Eventually, their house doesn’t sell, and they end up hiring a realtor to do the job for them. Now, their home has been on the market, depreciating in value, they’ve had to pay their mortgage all those months, and they’re still left paying realtor fees.
If you don’t have experience selling homes, it’s probably best to hire a realtor first and avoid the headache.
3. Prep Your House for Sale
The best way to lose money on your home is to let it sit on the market for months and months. If you fail to keep up with basic maintenance and clutter management, it might be difficult to sell the property.
“The moment you decide to sell your home, it’s no longer your home,” reminds Bahareh Kamoei, a California real estate agent. “So you need to declutter and depersonalize to make it as neutral as you can, so you can appeal to as many buyers as possible.”
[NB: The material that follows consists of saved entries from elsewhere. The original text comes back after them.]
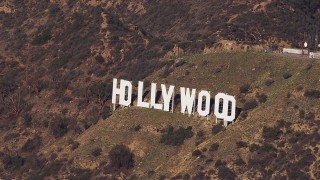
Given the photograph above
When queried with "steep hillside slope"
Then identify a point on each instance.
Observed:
(281, 125)
(58, 58)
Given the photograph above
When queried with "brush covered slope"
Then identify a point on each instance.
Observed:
(274, 136)
(58, 58)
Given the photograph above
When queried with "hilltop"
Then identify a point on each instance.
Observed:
(58, 58)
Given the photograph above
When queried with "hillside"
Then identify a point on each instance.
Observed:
(58, 58)
(252, 139)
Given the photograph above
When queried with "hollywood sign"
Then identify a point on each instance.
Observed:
(224, 105)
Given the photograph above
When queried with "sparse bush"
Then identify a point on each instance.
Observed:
(226, 173)
(309, 66)
(52, 168)
(27, 120)
(59, 62)
(59, 127)
(196, 153)
(91, 118)
(220, 163)
(105, 112)
(180, 63)
(271, 133)
(43, 38)
(217, 70)
(217, 128)
(176, 137)
(245, 88)
(269, 82)
(312, 93)
(13, 162)
(250, 104)
(241, 144)
(266, 147)
(286, 75)
(137, 128)
(214, 147)
(254, 147)
(99, 59)
(74, 145)
(299, 88)
(31, 144)
(244, 115)
(262, 98)
(121, 157)
(96, 152)
(100, 90)
(310, 116)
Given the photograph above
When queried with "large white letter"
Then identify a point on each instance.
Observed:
(123, 85)
(115, 91)
(226, 113)
(153, 97)
(187, 99)
(206, 111)
(140, 102)
(166, 96)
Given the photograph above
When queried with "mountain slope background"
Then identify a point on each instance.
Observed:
(58, 59)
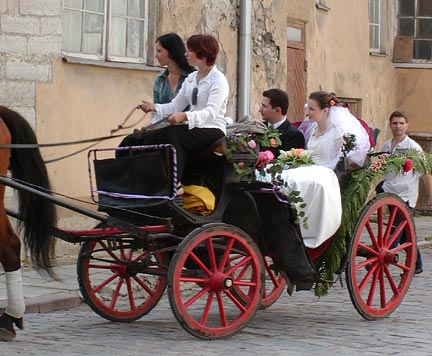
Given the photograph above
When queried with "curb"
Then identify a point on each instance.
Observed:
(48, 303)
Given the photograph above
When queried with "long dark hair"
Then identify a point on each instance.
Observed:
(176, 50)
(38, 214)
(324, 99)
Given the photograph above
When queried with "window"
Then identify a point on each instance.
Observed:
(377, 26)
(415, 21)
(110, 30)
(321, 4)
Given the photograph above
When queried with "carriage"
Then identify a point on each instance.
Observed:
(217, 268)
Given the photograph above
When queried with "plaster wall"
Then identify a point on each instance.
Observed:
(413, 97)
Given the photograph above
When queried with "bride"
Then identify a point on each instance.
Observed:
(324, 130)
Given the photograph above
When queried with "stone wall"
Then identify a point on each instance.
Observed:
(30, 36)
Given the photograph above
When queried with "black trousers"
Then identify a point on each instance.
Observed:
(184, 140)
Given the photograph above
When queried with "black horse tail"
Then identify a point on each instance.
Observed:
(38, 215)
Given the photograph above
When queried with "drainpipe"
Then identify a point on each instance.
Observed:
(244, 59)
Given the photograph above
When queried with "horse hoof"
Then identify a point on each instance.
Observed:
(7, 331)
(6, 335)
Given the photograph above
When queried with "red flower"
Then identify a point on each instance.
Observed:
(407, 166)
(264, 158)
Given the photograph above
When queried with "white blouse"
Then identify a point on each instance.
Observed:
(210, 108)
(326, 147)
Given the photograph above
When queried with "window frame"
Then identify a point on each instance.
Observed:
(150, 25)
(414, 37)
(382, 28)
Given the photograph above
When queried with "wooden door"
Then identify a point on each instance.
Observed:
(296, 71)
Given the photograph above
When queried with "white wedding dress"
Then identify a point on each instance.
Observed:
(318, 187)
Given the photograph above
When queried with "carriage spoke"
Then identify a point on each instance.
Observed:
(196, 297)
(243, 271)
(200, 264)
(104, 283)
(373, 286)
(221, 309)
(380, 226)
(116, 293)
(130, 294)
(207, 308)
(245, 260)
(368, 249)
(367, 277)
(382, 288)
(389, 227)
(106, 248)
(143, 285)
(244, 284)
(122, 252)
(404, 246)
(372, 235)
(92, 265)
(391, 281)
(211, 254)
(402, 267)
(397, 232)
(270, 273)
(235, 301)
(370, 261)
(226, 254)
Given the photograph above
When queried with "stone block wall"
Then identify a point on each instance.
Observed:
(30, 37)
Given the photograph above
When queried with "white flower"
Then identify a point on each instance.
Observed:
(306, 153)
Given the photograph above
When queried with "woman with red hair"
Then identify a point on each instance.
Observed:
(206, 92)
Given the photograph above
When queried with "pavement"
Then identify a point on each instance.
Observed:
(43, 294)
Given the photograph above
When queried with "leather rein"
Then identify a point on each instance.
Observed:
(94, 141)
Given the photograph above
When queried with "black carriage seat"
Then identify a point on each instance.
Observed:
(213, 152)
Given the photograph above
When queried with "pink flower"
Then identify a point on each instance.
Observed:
(264, 158)
(252, 144)
(407, 166)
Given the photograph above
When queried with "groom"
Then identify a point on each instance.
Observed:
(273, 109)
(282, 238)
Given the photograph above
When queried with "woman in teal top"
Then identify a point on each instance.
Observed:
(170, 53)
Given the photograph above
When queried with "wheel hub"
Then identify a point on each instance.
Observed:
(386, 257)
(220, 281)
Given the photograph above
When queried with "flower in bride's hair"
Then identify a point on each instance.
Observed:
(252, 144)
(266, 156)
(407, 165)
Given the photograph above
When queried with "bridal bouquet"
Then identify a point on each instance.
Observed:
(295, 157)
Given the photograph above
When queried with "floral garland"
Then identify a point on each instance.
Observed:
(362, 182)
(243, 151)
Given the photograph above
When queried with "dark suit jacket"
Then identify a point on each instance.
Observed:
(291, 137)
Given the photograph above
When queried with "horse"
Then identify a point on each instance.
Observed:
(37, 216)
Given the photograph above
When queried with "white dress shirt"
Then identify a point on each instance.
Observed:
(210, 108)
(403, 184)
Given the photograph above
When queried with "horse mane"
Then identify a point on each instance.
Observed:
(38, 214)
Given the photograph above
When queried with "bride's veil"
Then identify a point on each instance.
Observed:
(341, 118)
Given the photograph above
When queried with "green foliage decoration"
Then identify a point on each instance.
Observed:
(362, 182)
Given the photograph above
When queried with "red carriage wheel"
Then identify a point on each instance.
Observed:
(112, 285)
(380, 270)
(274, 285)
(201, 279)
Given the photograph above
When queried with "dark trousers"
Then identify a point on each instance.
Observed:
(401, 238)
(183, 139)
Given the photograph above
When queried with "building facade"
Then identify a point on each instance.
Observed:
(76, 68)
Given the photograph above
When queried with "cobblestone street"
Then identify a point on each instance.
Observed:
(301, 324)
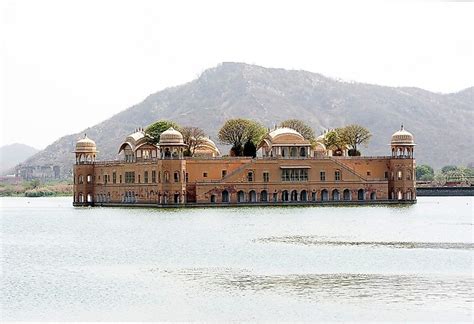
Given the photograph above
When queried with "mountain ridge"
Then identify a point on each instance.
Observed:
(271, 95)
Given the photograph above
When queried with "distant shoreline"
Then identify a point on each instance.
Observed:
(444, 191)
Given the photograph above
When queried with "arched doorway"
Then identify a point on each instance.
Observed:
(324, 195)
(399, 195)
(294, 195)
(304, 195)
(252, 196)
(225, 196)
(346, 194)
(240, 196)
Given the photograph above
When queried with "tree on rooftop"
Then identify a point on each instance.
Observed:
(354, 135)
(238, 131)
(424, 172)
(154, 130)
(301, 127)
(192, 137)
(333, 141)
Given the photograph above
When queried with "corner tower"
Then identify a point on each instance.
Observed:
(173, 167)
(402, 166)
(83, 173)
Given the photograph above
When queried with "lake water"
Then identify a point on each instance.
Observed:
(275, 263)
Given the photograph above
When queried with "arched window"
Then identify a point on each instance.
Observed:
(346, 194)
(240, 196)
(304, 195)
(302, 152)
(294, 195)
(399, 195)
(293, 152)
(225, 196)
(252, 196)
(324, 195)
(250, 176)
(176, 176)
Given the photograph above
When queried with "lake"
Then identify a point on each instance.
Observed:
(398, 263)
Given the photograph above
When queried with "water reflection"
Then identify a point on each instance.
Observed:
(316, 240)
(390, 289)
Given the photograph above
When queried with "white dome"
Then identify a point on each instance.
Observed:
(402, 137)
(171, 137)
(85, 145)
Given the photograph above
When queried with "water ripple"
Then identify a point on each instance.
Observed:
(312, 240)
(391, 289)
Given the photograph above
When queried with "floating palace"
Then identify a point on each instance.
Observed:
(288, 170)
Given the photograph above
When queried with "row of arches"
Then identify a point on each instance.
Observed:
(399, 194)
(294, 196)
(81, 198)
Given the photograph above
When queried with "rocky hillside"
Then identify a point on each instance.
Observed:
(441, 123)
(11, 155)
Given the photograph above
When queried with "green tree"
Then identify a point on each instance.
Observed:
(237, 132)
(154, 130)
(424, 172)
(301, 127)
(192, 137)
(354, 135)
(333, 141)
(448, 168)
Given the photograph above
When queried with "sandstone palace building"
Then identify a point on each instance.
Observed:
(287, 170)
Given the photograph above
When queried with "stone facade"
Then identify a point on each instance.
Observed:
(280, 175)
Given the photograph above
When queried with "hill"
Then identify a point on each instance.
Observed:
(11, 155)
(441, 123)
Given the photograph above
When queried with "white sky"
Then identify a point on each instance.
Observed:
(67, 65)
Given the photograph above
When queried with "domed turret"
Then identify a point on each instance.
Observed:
(171, 137)
(402, 137)
(86, 150)
(402, 144)
(171, 144)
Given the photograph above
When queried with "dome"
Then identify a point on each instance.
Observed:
(282, 131)
(402, 137)
(319, 147)
(171, 137)
(85, 145)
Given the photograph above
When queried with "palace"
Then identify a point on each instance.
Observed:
(288, 170)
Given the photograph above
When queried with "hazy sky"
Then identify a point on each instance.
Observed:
(67, 65)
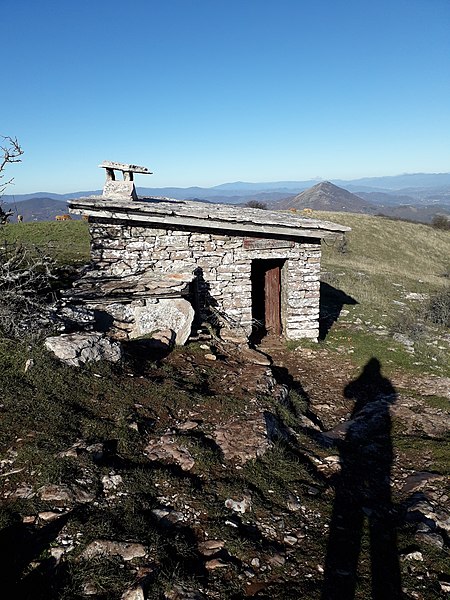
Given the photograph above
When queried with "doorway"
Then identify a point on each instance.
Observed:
(266, 298)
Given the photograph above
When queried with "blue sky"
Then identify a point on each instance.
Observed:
(209, 91)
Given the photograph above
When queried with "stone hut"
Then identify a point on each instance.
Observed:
(164, 264)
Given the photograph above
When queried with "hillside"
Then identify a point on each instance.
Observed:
(39, 209)
(181, 477)
(326, 196)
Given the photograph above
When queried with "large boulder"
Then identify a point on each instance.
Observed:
(176, 314)
(145, 318)
(78, 348)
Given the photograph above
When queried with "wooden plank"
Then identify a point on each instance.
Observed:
(265, 243)
(272, 280)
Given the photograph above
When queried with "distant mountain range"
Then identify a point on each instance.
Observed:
(417, 196)
(326, 196)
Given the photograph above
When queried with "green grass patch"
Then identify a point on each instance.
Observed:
(67, 242)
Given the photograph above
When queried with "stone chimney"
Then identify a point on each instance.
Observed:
(121, 190)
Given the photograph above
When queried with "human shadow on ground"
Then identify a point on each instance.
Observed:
(331, 302)
(362, 490)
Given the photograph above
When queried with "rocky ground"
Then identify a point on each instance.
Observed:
(213, 473)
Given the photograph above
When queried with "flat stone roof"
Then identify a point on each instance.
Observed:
(203, 216)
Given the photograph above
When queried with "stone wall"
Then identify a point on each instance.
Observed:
(223, 267)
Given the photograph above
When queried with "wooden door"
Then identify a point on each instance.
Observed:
(272, 300)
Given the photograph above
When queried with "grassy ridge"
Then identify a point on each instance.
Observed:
(405, 252)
Consider taking down personal family photos, removing knick-knack type items, packing your collection of Star Wars memorabilia, etc.
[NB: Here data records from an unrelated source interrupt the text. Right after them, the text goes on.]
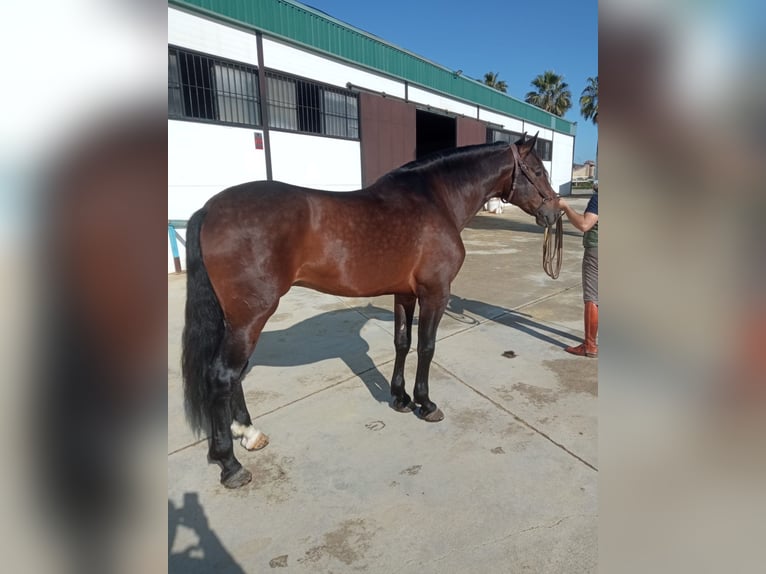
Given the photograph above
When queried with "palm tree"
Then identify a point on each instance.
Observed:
(552, 93)
(490, 79)
(589, 100)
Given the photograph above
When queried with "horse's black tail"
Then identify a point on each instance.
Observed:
(203, 329)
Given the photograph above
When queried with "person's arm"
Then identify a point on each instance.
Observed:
(581, 221)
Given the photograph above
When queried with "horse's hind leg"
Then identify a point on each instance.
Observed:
(431, 310)
(242, 425)
(226, 372)
(404, 310)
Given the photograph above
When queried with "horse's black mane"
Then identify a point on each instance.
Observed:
(448, 154)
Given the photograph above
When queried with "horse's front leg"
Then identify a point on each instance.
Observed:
(404, 310)
(432, 308)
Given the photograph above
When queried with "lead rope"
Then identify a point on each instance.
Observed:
(552, 249)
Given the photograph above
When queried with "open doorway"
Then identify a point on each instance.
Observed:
(434, 132)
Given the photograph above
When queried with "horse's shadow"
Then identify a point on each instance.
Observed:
(209, 554)
(457, 307)
(330, 335)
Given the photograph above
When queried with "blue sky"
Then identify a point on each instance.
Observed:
(518, 40)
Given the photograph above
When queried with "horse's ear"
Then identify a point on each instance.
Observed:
(529, 145)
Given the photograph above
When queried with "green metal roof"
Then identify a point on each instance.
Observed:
(304, 25)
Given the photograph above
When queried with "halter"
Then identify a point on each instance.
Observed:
(552, 244)
(518, 163)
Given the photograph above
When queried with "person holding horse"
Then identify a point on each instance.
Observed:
(587, 222)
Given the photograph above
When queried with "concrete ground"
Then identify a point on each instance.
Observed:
(507, 482)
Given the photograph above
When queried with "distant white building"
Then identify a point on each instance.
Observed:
(273, 89)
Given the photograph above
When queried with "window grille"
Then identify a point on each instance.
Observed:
(210, 89)
(302, 106)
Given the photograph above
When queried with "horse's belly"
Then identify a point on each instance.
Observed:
(358, 278)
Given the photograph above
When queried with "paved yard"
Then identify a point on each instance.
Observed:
(506, 483)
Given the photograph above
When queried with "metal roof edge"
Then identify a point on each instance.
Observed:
(568, 127)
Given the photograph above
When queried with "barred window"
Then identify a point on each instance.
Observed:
(209, 89)
(302, 106)
(544, 148)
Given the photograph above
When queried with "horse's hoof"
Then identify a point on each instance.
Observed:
(240, 477)
(255, 442)
(432, 417)
(401, 406)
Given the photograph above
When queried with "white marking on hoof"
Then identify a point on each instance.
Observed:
(252, 438)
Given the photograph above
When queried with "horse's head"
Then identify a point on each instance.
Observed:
(529, 187)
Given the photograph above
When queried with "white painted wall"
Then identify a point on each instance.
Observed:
(318, 162)
(510, 124)
(563, 154)
(284, 58)
(204, 159)
(532, 129)
(440, 102)
(189, 31)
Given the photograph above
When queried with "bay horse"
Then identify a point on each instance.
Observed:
(250, 243)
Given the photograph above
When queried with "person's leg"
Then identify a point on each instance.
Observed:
(590, 297)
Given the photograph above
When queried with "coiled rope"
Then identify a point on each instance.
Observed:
(552, 248)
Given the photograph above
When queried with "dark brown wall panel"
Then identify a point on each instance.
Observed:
(388, 135)
(471, 131)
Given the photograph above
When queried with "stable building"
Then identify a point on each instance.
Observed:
(274, 89)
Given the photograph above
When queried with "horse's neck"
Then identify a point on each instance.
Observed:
(466, 198)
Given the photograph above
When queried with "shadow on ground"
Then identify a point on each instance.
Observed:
(209, 554)
(457, 307)
(330, 335)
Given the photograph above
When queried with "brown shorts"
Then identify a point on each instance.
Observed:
(590, 275)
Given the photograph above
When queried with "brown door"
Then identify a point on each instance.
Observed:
(471, 131)
(388, 135)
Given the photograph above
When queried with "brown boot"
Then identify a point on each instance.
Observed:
(589, 347)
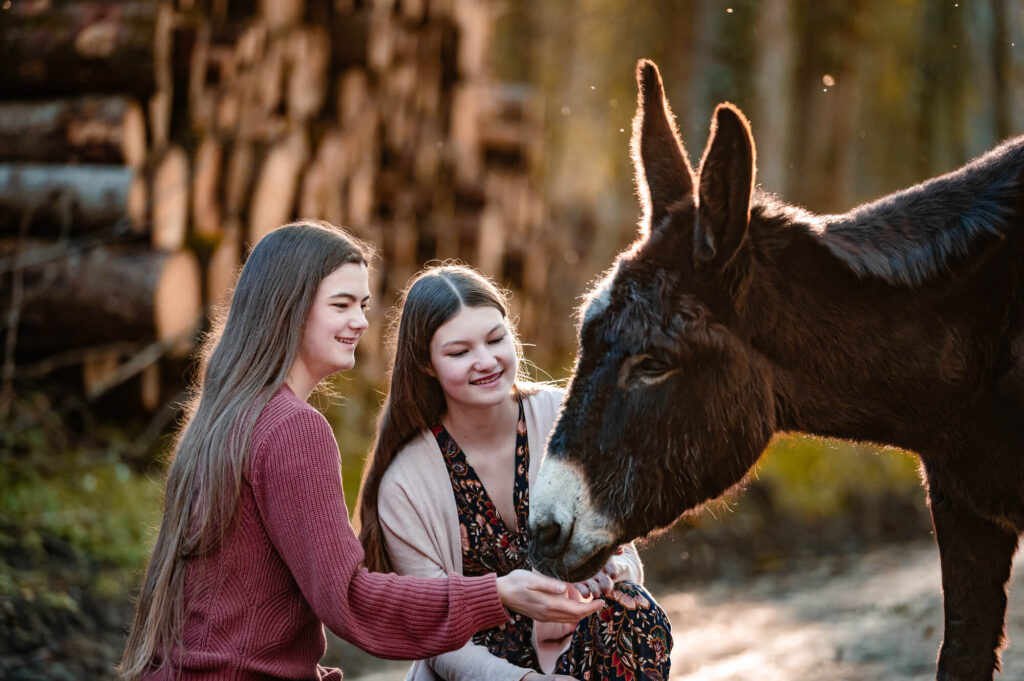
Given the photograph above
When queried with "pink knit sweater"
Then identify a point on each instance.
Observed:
(256, 608)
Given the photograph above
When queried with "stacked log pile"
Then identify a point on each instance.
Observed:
(146, 144)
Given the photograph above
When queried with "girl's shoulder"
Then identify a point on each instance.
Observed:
(414, 463)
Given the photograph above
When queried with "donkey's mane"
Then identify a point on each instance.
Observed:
(909, 237)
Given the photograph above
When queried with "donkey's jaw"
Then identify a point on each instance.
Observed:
(569, 539)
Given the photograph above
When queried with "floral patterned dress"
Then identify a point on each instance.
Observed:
(629, 639)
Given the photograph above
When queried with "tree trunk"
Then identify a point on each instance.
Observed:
(107, 295)
(71, 46)
(170, 200)
(69, 199)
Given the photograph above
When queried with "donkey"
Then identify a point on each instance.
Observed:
(734, 316)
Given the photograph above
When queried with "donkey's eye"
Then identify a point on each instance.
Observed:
(644, 370)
It’s also smart to clear countertops and give the home a crisp, clean appearance. This might be a great time to start packing and minimizing your things. Most people find they have far more than they need, and getting the home ready to sell is a great time to condense.
4. Make Small Updates
When selling a home, there’s rarely cause for doing a large remodeling project. In most cases, you won’t get out of the home what you put into it. However, there are a few small updates you can make, usually without the help of a contractor, to make your home show better, boost the asking price, and ultimately save you a little cash on closing.
For example, you may want to paint. Most of the time, you don’t have to paint the interior if the colors are neutral. However, if the paint is damaged or uneven, you’ll want to make those touchups. Additionally, a loud-colored bedroom or dining room might turn buyers away, and you might consider repainting with a neutral color.
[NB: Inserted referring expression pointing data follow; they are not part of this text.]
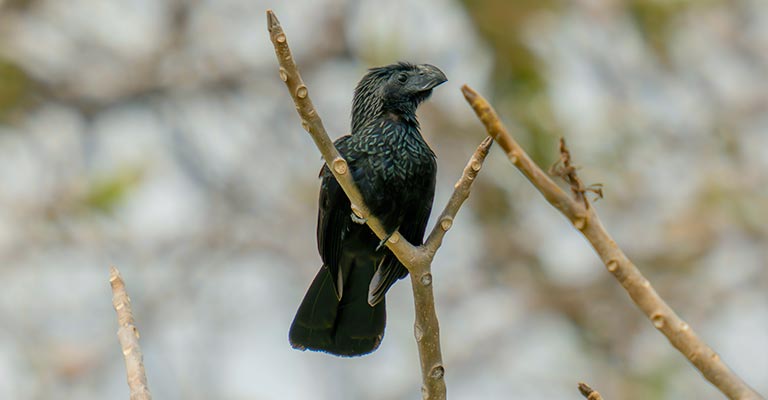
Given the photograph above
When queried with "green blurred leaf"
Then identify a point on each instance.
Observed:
(104, 193)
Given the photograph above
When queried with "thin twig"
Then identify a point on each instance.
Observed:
(417, 260)
(585, 219)
(129, 338)
(588, 392)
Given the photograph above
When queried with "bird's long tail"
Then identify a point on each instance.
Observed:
(345, 327)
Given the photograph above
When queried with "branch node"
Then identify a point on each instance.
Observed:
(340, 166)
(588, 392)
(418, 333)
(476, 165)
(446, 223)
(658, 320)
(437, 372)
(426, 279)
(394, 238)
(301, 91)
(580, 223)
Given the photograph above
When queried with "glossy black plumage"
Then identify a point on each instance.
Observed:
(343, 312)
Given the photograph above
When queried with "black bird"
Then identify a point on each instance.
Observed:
(343, 312)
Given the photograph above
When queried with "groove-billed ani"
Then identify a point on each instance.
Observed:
(343, 312)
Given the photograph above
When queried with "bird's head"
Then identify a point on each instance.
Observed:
(397, 89)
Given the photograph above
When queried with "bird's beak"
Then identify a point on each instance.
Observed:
(429, 77)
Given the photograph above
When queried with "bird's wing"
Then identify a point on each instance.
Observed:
(412, 228)
(332, 219)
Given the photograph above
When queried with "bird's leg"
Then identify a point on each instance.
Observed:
(358, 220)
(383, 242)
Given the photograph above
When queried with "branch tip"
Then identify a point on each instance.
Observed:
(469, 93)
(272, 21)
(588, 392)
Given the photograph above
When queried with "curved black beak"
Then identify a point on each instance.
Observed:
(428, 78)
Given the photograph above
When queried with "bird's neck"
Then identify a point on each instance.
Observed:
(404, 118)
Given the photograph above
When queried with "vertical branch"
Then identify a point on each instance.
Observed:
(585, 219)
(129, 338)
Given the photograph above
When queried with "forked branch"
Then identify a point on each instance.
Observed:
(578, 210)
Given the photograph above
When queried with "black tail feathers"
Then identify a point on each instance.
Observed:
(344, 327)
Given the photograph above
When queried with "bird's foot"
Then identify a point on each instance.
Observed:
(383, 242)
(358, 220)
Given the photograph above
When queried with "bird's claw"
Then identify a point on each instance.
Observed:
(358, 220)
(383, 242)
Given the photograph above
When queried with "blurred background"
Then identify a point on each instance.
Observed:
(157, 136)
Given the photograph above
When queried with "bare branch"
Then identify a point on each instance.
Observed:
(585, 219)
(460, 194)
(129, 338)
(418, 260)
(588, 392)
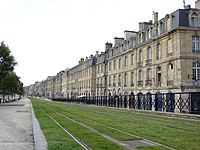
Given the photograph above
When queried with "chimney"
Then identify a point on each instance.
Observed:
(97, 53)
(108, 46)
(197, 4)
(140, 26)
(155, 16)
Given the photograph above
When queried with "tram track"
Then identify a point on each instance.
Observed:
(121, 143)
(81, 143)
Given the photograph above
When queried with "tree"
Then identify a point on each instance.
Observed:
(9, 82)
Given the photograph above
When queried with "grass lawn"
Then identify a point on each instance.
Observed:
(173, 132)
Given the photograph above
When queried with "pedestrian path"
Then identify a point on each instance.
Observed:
(19, 129)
It doesn’t hurt to change out a few light fixtures, paint the front door, add a little landscaping, and change the hardware on your bathroom and kitchen cabinets. These changes are small and affordable, but they’ll spruce up your home for showings.
5. Price the Home Right from the Start
To avoid huge losses, price your home correctly the first time. It should be priced according to market value rather than trying to jack up the price in order to see a better offer. Rarely, a seller will get that higher asking price, but more commonly, the house will sit on the market for weeks before the buyer is forced to reduce the price. Price reductions and time on the market equal less negotiating power for sellers. If you do overprice the home, you’ll usually know within the first week or two. If you’ve had no showings or offers, it’s usually a sign that it’s priced too high, and if you don’t adjust quickly, you risk losing a great deal of money by letting it sit on the market unpurchased.